A couple years ago I shifted my approach to celebrating International Women's Day (IWD) and talking about diversity and inclusion by doing exactly that - celebrating.
This included stronger boundaries firmly enforcing this change in my personal brand - I want to celebrate the accomplishments of women, underrepresented minorities, and other marginalized people, not continue to ask them how they are going to acknowledge and "cure" all tech of diversity and inclusion issues while somehow also still doing their day jobs, while also shouldering significant unpaid, unnoticed, unappreciated labor at work and home.
Around the same time I made a conscious effort to shift my approach, I pulled together an all day livestream event - a celebration - where women spoke about the work they were doing at my current employer, what they were passionate about professionally, and it was like sprinting a marathon but I felt so fulfilled by the end of the day. Exhausted, but fulfilled.
At nearly 10 years into my tech career I understand I'm privileged. I'm still here. I'm thriving. I'm feeling more supported than ever.
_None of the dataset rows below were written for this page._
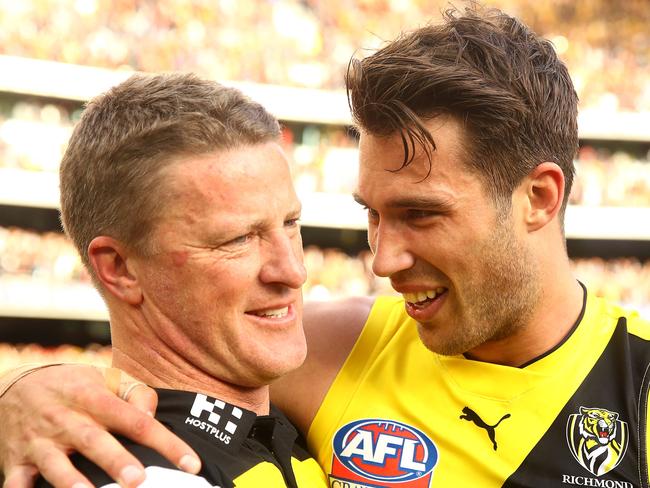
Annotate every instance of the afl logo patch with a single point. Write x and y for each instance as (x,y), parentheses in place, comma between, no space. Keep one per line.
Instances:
(384,453)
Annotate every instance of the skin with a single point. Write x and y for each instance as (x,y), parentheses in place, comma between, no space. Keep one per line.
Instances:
(451,237)
(227,251)
(443,230)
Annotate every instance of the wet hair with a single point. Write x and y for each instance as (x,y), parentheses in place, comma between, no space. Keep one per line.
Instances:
(505,85)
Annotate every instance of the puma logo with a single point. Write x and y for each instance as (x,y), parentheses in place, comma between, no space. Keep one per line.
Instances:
(471,416)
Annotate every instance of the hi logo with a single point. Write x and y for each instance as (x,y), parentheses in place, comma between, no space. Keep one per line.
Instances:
(220,424)
(597,439)
(471,416)
(382,453)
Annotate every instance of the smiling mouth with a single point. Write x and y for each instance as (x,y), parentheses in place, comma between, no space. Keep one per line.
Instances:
(422,298)
(275,313)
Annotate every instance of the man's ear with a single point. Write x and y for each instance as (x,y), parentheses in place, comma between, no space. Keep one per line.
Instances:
(544,193)
(110,261)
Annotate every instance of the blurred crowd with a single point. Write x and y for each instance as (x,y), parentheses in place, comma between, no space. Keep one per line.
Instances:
(309,42)
(323,158)
(28,258)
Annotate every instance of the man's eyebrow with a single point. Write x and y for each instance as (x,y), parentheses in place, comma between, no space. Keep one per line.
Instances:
(436,203)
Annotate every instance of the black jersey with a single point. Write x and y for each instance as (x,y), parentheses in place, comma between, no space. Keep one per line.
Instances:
(237,448)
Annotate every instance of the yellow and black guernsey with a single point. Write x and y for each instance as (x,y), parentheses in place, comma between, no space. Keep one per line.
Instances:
(237,448)
(400,416)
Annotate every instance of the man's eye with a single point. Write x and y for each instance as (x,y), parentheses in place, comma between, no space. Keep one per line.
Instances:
(415,214)
(373,215)
(292,222)
(243,239)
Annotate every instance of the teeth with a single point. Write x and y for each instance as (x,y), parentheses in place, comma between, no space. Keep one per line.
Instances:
(276,313)
(421,296)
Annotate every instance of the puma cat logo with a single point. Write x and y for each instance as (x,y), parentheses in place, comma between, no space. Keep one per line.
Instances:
(471,416)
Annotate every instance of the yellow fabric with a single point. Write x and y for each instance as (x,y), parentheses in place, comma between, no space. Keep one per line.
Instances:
(390,375)
(308,475)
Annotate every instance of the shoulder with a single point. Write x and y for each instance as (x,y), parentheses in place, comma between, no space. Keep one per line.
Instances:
(331,329)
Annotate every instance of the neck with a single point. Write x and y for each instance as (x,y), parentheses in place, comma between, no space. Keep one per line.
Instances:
(161,366)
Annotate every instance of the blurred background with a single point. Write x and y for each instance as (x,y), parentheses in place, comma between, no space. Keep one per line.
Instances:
(291,56)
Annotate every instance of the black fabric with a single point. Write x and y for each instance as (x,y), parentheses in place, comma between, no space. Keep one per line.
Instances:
(617,382)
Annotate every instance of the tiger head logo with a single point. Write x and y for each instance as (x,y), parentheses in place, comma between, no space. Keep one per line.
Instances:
(597,439)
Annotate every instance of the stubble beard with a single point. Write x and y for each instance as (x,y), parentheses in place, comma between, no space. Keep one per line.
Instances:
(498,302)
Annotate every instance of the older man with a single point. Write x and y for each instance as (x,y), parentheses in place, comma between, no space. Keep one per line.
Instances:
(178,196)
(495,367)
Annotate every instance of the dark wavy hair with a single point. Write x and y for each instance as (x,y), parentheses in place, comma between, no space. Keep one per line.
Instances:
(502,82)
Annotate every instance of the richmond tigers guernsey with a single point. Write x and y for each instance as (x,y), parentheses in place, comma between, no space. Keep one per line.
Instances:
(237,448)
(400,416)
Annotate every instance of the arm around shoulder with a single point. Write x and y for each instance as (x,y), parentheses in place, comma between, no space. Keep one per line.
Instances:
(332,329)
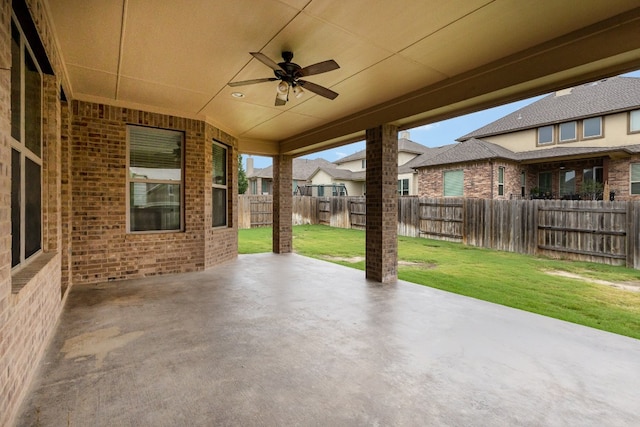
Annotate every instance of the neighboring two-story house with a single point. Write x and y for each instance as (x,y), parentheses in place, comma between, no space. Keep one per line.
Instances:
(350,171)
(581,142)
(261,180)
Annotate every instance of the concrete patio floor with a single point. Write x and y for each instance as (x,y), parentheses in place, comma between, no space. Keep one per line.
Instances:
(284,340)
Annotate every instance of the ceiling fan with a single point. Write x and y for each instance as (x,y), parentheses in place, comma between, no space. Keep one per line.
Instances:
(290,75)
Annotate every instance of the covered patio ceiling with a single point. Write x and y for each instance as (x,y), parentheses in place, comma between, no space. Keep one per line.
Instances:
(404,62)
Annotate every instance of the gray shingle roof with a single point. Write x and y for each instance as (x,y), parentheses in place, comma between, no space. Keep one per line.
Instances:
(345,174)
(466,151)
(404,146)
(592,99)
(302,169)
(477,150)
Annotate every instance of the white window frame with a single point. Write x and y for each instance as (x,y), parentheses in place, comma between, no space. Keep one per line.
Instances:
(562,183)
(545,142)
(599,135)
(634,121)
(566,126)
(501,171)
(550,189)
(446,187)
(24,152)
(141,180)
(223,186)
(402,190)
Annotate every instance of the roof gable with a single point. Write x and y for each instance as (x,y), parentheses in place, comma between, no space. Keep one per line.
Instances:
(404,146)
(466,151)
(592,99)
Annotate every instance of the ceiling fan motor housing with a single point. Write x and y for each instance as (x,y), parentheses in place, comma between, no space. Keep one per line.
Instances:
(290,70)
I acknowledge that not everyone is in the same position I am for a variety of reasons including privilege.
But even when I say I'm thriving, I've recognized that I can't be all things to all people and I need to protect myself and my emotional and cognitive bandwidth or slip from thriving to surviving... again.
More plainly put - I don't have lived experience I want to share or a corporate brand-friendly answer to most questions on this topic. Nor do I think this would add value to anyone, including myself.
I don't want to be the token women on a panel. I don't want to be THE technical woman (because there is only one). I don't want to be the moderator for a manel (man-panel) because we need more women. I don't want to spend more hours thinking about all the terrible things that have happened to me and other women when we just want to do our jobs.
However, I do want opportunities to showcase my expertise.
So ask me about my career path, my accomplishments, how people management is going, how strategic leadership is going, how I'm finally feeling like I'm an expert in my field. Invite me into your spaces to talk about my expertise. Acknowledge my expertise.
Ask the allies their thoughts and how their actions are going to improve things for women. Allyship requires work - are they committed to putting in the work? Are other allies holding them accountable?
And, finally, respect the boundaries women put in place to protect themselves. She's not being difficult, she's being purposeful.